PR-curves of best ACF detector from each heatmap.

Each detections will be quantified in accordance to the VIVA-challenge [9], where the Area-Under-Curve (AUC) of a Precision-Recall curve (PR-curve) generated from the ACF results is used as the final evaluation metric [11]. Furthermore, the true positive criteria in the VIVA-challenge defines a detection as one that is overlapping with an annotation with more than 50%, as defined in Eq. (1).

$$\begin{aligned} a_0 = \frac{\text {area}(B_d \cap B_{gt})}{\text {area}(B_d \cup B_{gt})} \end{aligned}$$
(1)

where \(a_0\) denotes the overlap ratio between the detected bounding box \(B_d\) and the ground truth bounding box \(B_{gt}\). \(a_0\) must be equal or greater that 0.5 to meet true positive criteria [26].

Fig. 4.
figure 4

Heatmaps of ACF detector with varying octaves and tree-depths. (Color figure online)

In Fig. 4, the 6 different parameter variation sweeps, defined in Table 1, are seen. All of the heatmaps are plotted with the same color range, spanning from dark blue to dark red indicating a detection rate of 0% and 100%, respectively. For each heatmap plot in Fig. 4, the model dimension with the highest detection rate is marked with bold. By examining the figures in pairs, e.g. 4a+4b and 4a+4c, one can determine the effect of changing tree-depth or octave, respectively. Increasing only the octave from 0 to 1 increases the best performance from 33.42% to 49.29%. Furthermore, the average AUC of the entire heatmap is also increased significantly as a result of the octave increment, which is best illustrated by the increase of more bright green areas in Fig. 4c compared to Fig. 4a. Increasing the tree-depth from 2 to 4 increases the best performing mDs with 6.79%, and the overall average AUC is also increased by comparing the color schemes of Fig. 4a and b. In Fig. 4d both the octave and tree depth is increased to respectively 1 and 4, resulting in an AUC of 56.85% with a mDs of [18, 16]. There are no clear tendency of a groupings of mDs where the detection rate is good in Fig. 4a.
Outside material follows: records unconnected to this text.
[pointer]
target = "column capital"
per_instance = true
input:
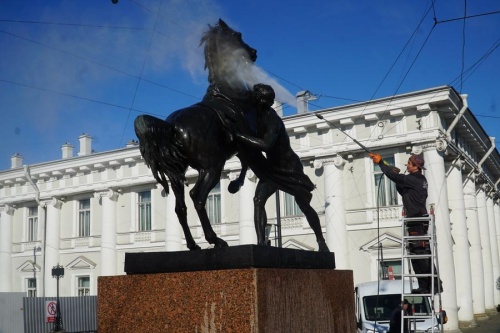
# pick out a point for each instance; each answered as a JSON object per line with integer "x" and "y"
{"x": 440, "y": 145}
{"x": 57, "y": 203}
{"x": 338, "y": 161}
{"x": 7, "y": 208}
{"x": 109, "y": 193}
In Fig. 4a–d, a grouping with a lower detection rate is present in the upper right corner and the lower left corner, which suggests that the optimal mDs is found between a size of 15 and 22. Finally, the octave increased in Fig. 4e and f, where only the detection with mDs from 15 to 22 have been executed due to time restrictions and the previously mentioned low detection rate grouping analysis. Increasing the octave to 2 increases the AUC to 61.28 with a tree-depth 2, and finally 66.63%, which is the highest achieved AUC in this parameter sweep.

In Fig. 3, the Precision-Recall curves of the best performing mDs from each heatmap are seen. The precision is decent when the recall is under 0.35 for all of the detections, meaning that we have high confidence in our detections until this point. The detections with octave 0 detects less than 60% of the true positives, by increasing the octaves the recall, and number of true positives detections, are greatly improved reaching over 90% with octave 2 and tree-depth 4. By increasing the octave all detections reaches a recall above 79% resulting in a higher AUC.

5 Conclusion

Increasing only the octave provides us with better capabilities of detect a larger size range of TLs, resulting in the most significant AUC increments. The increments of the tree-depth improves the results when keeping the octave unchanged, however, the AUC increase is not as high as increasing the octave while keeping the tree-depth the same. The AUC is nearly doubled by increasing both of tree-depth and octave in Fig. 4a and d, leading to conclusion that these parameters are correlated, as the color scheme strongly show the overall AUC increase. Finally, the AUC is improved by increasing octave and tree-depth additionally, as seen in Fig. 4e and f, respectively. As in the first 4 iteration heatmaps, the best performing AUC is increased when increasing both octave and tree-depth simultaneously, which supports the conclusion that the parameters are highly correlated. By examining Fig. 4f it is clear that the best performing AUC is increased additionally and found at a mDs of [20, 20] with 2 octaves and a tree-depth of 4.

Further experiments includes finding the convergence points by keep increasing the parameters. Additionally, a similar parameter sweep on the daytime data from the LISA TL dataset would be interesting.